国政監査で答弁する康長官=(聯合ニュース)
国政監査で答弁する康長官=(聯合ニュース)
【ソウル聯合ニュース】韓国の康京和(カン・ギョンファ)外交部長官が10日に国会の国政監査で、北朝鮮への独自制裁の解除検討に言及し、ポンペオ米国務長官が南北軍事合意に不満を表明したと明かしたことが波紋を呼んでいる。トランプ米大統領がこれを受けて発言するなど、余波は韓米関係にも広がる兆しをみせている。

 

 康氏は、李明博(イ・ミョンバク)政権時の2010年3月に起きた北朝鮮による海軍哨戒艦「天安」撃沈事件を受けて韓国政府が同年5月24日から実施している北朝鮮への独自制裁(5・24措置)の解除について、「関係官庁と検討中」と答弁した。

 5・24措置は▼南北交易の中断▼開城工業団地と金剛山地区を除く訪朝不許可▼北朝鮮住民との接触制限▼北朝鮮への新規投資禁止――などを盛り込んでいるが、現在は南北交易の中断と新規投資の禁止以外は解除され、有名無実化している。

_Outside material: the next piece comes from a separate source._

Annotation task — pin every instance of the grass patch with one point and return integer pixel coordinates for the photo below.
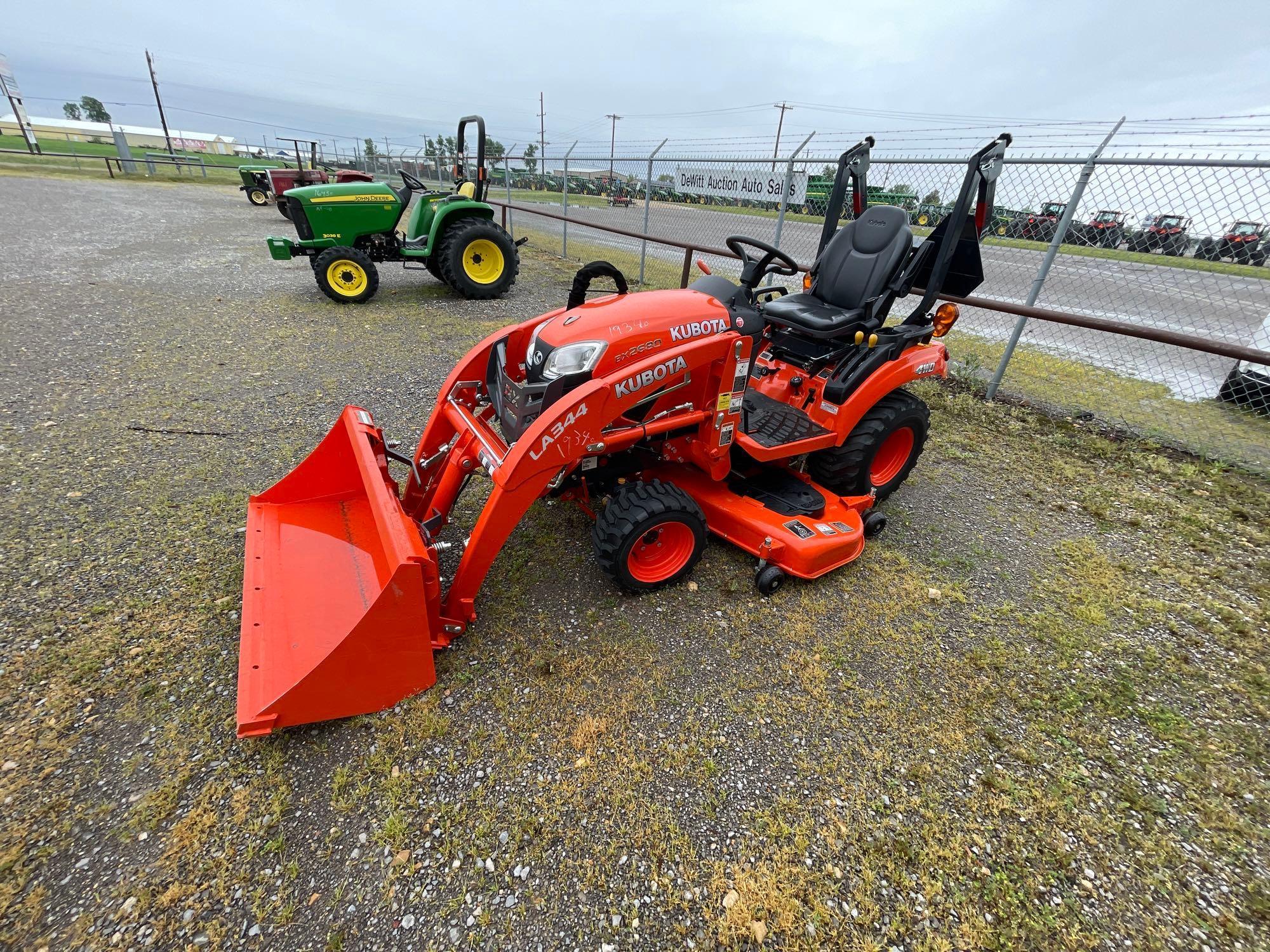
(1207, 427)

 朝米(米朝)が対話ムードに転じた今も、米国は北朝鮮が非核化措置を取らない限り制裁を緩めない姿勢で、国連安全保障理事会の対北朝鮮制裁も依然として有効だ。5・24措置は米国の独自制裁や安保理の制裁と重なる部分があるため、韓国政府としては措置の解除はたやすくない。

 こうした状況での康氏の発言は、政府が5・24措置を近く解除しようとしているとの解釈を生み、保守系野党の議員らから集中的な追及を受けた。康氏は「政府レベルの本格的な検討ではない」と発言を修正したが、波紋はなかなか収まらなかった。

 トランプ氏は10日(現地時間)、康氏の発言に関して記者から質問を受け、「彼ら(韓国)はわれわれの承認なしには何もできない」とコメントした。韓国国民を刺激しかねない「承認」という言葉を使っているものの、制裁の履行において韓米の連携が重要だと伝えるための「トランプ流」の言い回しと受け止められている。

 これと関連し、韓国政府は康氏の発言が韓米の確執につながることはないとの見解を示している。政府筋は、南北首脳会談などで南北交流が進み、5・24措置は実質的に効力が半減していると説明。「南北が交流を進める過程で韓米の調整はうまくいっており、問題にはならないだろう」と話した。

 ◇軍事合意でも行き違い?

 9月18~20日の南北首脳会談で締結された軍事合意に関する康氏の発言も、物議を醸しそうだ。

 康氏は国政監査の席で、ポンペオ氏が南北首脳会談の開催前日の9月17日に自身との電話で、韓国が事前調整なしで北朝鮮と軍事合意を結ぼうとしていると不満を表明したと言及。合意を巡る韓米間の調整が不十分だったとの指摘を呼んだ。

 韓国側から南北首脳会談の合意文の草案を受け取ったポンペオ氏がさまざまな具体的な質問を投げ掛け、韓国側はこのことを不満の表明と受け止めたとされる。

 南北軍事合意の内容は米軍と国連軍司令部の活動を大きく制約する可能性があるため、韓米間にも異論があり得る。

 韓国政府はこれに対し、南北軍事会談を開くに当たり米軍や国連軍司令部と緊密に協議したとしながら、誤解は解けたと説明した。

 政府当局者は「米国とは互いに気になることを尋ね、討論しながら対北問題に関する調整をいつにも増してうまく行っている。康長官の国政監査での発言はやや誤解を招きかねないが、韓米間の調整は難しくないだろう」と述べた。

 また、「制裁解除は米国の協力なしには絶対に不可能で、軍事合意も国連軍司令部の支持と協力がなくては履行できない」とし、政府もこれをよく承知しており、米国との対話や調整をおろそかにすることはないと強調した。